Dual-SIM – As a SIM links a phone to a specific carrier (service provider), billing account, and phone number, a dual-SIM phone can be linked to two different phone numbers associated with two different billing accounts. Those accounts and phone numbers can be with different carriers, and even in different countries.
One common use is to use one phone with both a business phone number (an account and a separate personal line. Another use is to have accounts with carriers in two different countries, in order to take advantage of favorable rates for local versus international calls or to permit favorable rates for people calling you, by having local phone numbers in two countries.
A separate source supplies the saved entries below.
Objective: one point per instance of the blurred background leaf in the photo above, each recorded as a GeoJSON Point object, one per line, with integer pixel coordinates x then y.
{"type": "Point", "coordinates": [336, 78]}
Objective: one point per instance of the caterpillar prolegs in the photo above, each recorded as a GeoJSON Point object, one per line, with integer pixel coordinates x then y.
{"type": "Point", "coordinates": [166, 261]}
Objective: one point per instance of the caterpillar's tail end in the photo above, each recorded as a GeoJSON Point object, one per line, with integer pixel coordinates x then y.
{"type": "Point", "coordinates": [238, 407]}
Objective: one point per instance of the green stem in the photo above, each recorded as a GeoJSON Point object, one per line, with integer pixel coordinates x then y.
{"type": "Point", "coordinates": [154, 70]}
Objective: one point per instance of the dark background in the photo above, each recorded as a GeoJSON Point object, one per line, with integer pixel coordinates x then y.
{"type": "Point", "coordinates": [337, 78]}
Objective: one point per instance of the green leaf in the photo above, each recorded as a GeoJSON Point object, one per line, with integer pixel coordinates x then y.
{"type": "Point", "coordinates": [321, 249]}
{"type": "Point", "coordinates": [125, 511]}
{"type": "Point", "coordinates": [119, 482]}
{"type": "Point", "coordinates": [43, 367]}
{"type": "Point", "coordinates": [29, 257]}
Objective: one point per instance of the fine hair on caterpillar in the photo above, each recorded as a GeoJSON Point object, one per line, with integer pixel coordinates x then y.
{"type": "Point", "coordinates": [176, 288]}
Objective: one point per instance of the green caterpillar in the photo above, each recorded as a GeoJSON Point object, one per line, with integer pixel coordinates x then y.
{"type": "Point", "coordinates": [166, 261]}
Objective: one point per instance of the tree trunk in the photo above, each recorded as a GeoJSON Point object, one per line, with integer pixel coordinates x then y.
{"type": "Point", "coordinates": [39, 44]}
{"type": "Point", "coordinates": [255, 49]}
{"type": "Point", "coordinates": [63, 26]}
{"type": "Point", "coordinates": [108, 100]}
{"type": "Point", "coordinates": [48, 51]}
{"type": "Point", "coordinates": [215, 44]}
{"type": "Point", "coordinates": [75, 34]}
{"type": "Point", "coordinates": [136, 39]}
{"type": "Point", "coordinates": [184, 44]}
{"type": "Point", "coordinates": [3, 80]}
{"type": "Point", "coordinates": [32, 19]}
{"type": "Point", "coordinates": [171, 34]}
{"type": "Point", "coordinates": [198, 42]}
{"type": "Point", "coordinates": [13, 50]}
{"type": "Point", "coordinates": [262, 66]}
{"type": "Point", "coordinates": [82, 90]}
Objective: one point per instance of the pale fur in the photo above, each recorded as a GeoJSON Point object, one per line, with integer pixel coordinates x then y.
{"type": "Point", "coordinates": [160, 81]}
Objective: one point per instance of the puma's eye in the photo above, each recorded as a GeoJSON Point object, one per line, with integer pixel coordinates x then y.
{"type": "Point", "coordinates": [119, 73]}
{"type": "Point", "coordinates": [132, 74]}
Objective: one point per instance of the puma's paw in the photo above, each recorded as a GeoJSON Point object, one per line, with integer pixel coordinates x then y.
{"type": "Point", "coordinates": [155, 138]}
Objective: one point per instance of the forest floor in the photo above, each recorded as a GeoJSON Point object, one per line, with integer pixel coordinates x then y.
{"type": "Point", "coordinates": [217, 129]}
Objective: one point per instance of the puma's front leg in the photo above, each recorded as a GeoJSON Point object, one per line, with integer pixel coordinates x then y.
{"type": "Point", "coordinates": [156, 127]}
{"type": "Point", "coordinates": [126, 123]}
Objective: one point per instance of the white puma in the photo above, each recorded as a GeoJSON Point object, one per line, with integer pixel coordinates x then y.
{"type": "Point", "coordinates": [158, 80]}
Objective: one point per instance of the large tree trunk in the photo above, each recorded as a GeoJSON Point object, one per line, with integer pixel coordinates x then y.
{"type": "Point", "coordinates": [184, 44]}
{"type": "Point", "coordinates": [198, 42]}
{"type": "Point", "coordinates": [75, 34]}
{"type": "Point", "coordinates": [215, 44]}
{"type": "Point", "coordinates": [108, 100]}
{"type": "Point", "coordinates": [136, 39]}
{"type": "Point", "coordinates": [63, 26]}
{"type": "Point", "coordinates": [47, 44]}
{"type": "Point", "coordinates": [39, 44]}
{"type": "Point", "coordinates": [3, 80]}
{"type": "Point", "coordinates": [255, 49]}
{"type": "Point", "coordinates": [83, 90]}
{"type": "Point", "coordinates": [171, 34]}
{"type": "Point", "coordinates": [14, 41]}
GSM stands for Global System for Mobile Communication and is the most popular 2G mobile phone standard in the world.
GSM is used by about 80% of all mobile phones – approximately 2 billion people across more than 212 countries.
The widespread use of the GSM standard has made it easy for most mobile phone users to use their phones overseas thanks to roaming agreements between operators using the same GSM standard.
GSM – then labeled Groupe Spécial Mobile was originally conceived back in 1982 as a European standard for mobile phones. The first GSM network went live in 1992 in Finland.
GSM introduced the concept of the SIM card (Subscriber Identity Module card) – a detachable smart card that lets users swap their phone numbers and contacts between handset.
3G – Analog cellular phones were the first generation while digital marked the second generation. 3G is loosely defined, but generally includes high data speeds, always-on data access, and greater voice capacity.
The high data speeds are possibly the most prominent feature, and certainly the most hyped. They enable such advanced features as live, streaming video.
There are several different 3G technology standards. The most prevalent is UMTS, which is based on WCDMA (the terms WCDMA and UMTS are often used interchangeably).
MMS is an extension of the SMS (Short Message Service) protocol, allowing the exchange of text messages exceeding 160 characters. Unlike SMS, which is text-only, MMS can deliver a variety of media. This media may include up to forty seconds of video, audio, one image, or a slideshow of multiple images. MMS requires a third-generation (3G) network to send large MMS messages (though smaller MMS messages may be transmitted over second generation networks using GPRS).
Bluetooth is an industry-standard for contactless data transmission and communication between two devices. The range is usually 1 to 10 m and rarely more than 100 m. In some cases, distances of up to 200 m are possible.
The name of EDGE in full is Enhanced Data rates for GSM Evolution. This is a 2.75G technology further developed from the 2G and 2.5G technologies. Its data transmission speed is higher than that of GPRS and is closer to 3G technology.
Wi-Fi is a short-range wireless communication technology adopting the 802.11 wireless network standard. Most notebook computers, mobile phones, or mobile Internet devices nowadays are able to support Wi-Fi wireless connection. The transmission speed of Wi-Fi can be up to 54 Mbps, while its communication range can reach 305 meters with high stability and reliability. At present, many coffee shops, shopping malls, hotels, and airports offer chargeable or free-of-charge Wi-Fi wireless broadband. The service is also available on some public transport.
Universal Serial Bus. USB provides a single common interface to peripherals and plug-and-play configuration (at the host/pc).
USB was created in 1996 by a consortium of companies (let by Intel) with the aim of dramatically simplifying the connection of peripheral devices to a computer.
The original standard for USB (occasionally referred to as USB 1.0, but normally simply as USB) supported transfer speeds of 1.5Mbps and 12Mbps. USB 1.1 is a revised version of the USB specification, but the transfer rate remains unchanged. USB 2.0 (also referred to as “USB Hi-Speed) also supports 480Mbps and is otherwise backward compatible with earlier versions. The USB specification limits maximum cable lengths to 5m for high-speed USB devices and 3m to0 low-speed devices USB.
USB 3 significantly increased the possible maximum transfer rate but doubles the number of cables required internally to 8. The internal cables prior to USB 3 were for power, ground, and a pair for differential data. USB adds two more pairs of cables for (4 additional cables).
Universal Serial Bus (USB): A standard port that enables you to connect external devices (such as digital cameras, scanners, keyboards, and mice) to computers. The USB standard supports data transfer at three rates: low speed (1.5MBps), full-speed (12Mbps), and high speed (480 MBps).
Mbps=million bits per second.
HDMI – Stands for High-Definition Multimedia Interface. HDMI is a digital interface for transmitting audio and video data in a single cable. It is supported by most HDTVs and related components, such as DVD and Blu-ray players, cable boxes, and video game systems.